(This story was updated to add new information.)

More than a month after design for the Inner Harbor desalination plant screeched to a halt, there remains confusion over the project’s status.

Is Inner Harbor desal ostensibly dead — or is it merely a plan in limbo?

The Corpus Christi City Council revived the debate after a water project update Oct. 14.

This map shows the approximate locations of the proposed Inner Harbor seawater desalination plant's intake and discharge points.

This map shows the approximate locations of the proposed Inner Harbor seawater desalination plant’s intake and discharge points.

The contentious discussion kicked off after City Councilman Everett Roy noted the absence of the proposed plant in the presentation.

It — along with alternative projects, such as drilling groundwater wells — had appeared in nearly each of the weekly updates.

“I’ve had people ask me, what did we officially do as a council, in terms of where we’re at with the Inner Harbor,” Roy said.
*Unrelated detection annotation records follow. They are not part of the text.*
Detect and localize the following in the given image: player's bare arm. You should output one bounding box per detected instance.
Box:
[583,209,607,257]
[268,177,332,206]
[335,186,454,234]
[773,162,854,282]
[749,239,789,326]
“If we’re going to proceed with looking at (another contractor) or looking at whatever the alternative is, then that’s one thing,” he added. “If we’re not proceeding, I think that the people deserve to know that.”

Although the council voted against continuing the contract with Kiewit Infrastructure South Co. for design of the plant, there has not been a formal vote nixing the project altogether.

Some council members contended that the vote to end the contract with Kiewit was effectively a vote to terminate the project as well.

In a workshop earlier this month, staff presented the council with a series of options that could be pursued for the project, including the possibility of taking up talks with the second-highest ranking design-builder, Acciona/Mastec.

Because the most recent discussion had been in a workshop format instead of a council meeting, there was no vote.

The Inner Harbor project remains on the table, said Mayor Paulette Guajardo, describing the omission of the plant from the water supply update presentation as “disingenuous.”

Some council members have expressed varying degrees of interest in pursuing the project under different avenues.

The council as a whole has not specifically eliminated the plant as an option to boost water supply, Guajardo said.

“We need to decide,” she said. “That decision has not been made.”

The vote to not supplement funding for Kiewit to continue design past the 30% completion mark was 6-3.

City Council members Sylvia Campos, Carolyn Vaughn, Eric Cantu, Gil Hernandez, Kaylynn Paxson and Roy supported withholding additional funding, with Guajardo and City Councilmen Mark Scott and Roland Barrera voting in dissent.

Paxson on Oct. 14 described frustration in continuing “to come back to something that we have moved past.”

At one point, she directly addressed Guajardo, stating that there was a need “to be cognizant of how we’re going to lead the people forward.”

That means making “sure that we are leading them with confidence and not taking them backwards into things that are going to bring back up confusion, uncertainty,” she said.

In two letters, the Texas Water Development Board has said low-interest financing that had been earmarked for the Inner Harbor desalination plant could not be transferred to another water supply project.

However, city officials submitted another letter to the state agency on Oct. 13 asking if the loans could be repurposed to a different water supply project, said City Manager Peter Zanoni.

One of the projects in the council’s consideration is known as the Evangeline groundwater project, which proposes to pump groundwater from a well field near Sinton.

Should the project be executed as planned, it would augment Corpus Christi’s water supply by as much as 24 million gallons of water per day.

Staff doesn’t expect a response from TWDB for as long as two months, Zanoni said, advising that it would be better to potentially return to discussion on the Inner Harbor project after receipt of the state’s response.

There’s a need for the state agency to provide an “answer to that question,” Guajardo said.

But, she added, “it’s probably going to come back as what it has multiple times.”

Cantu suggested a shorter process to decide the fate of the Inner Harbor project.

“I think we should bring it back to the council next week and get it over and done with, and it’s voted up or down,” he said.

Officials in the past had estimated the plant would come online in 2028.

“This project is not going to save our a—–, it’s not going to save us,” Cantu said. “We need to find water today, tomorrow.”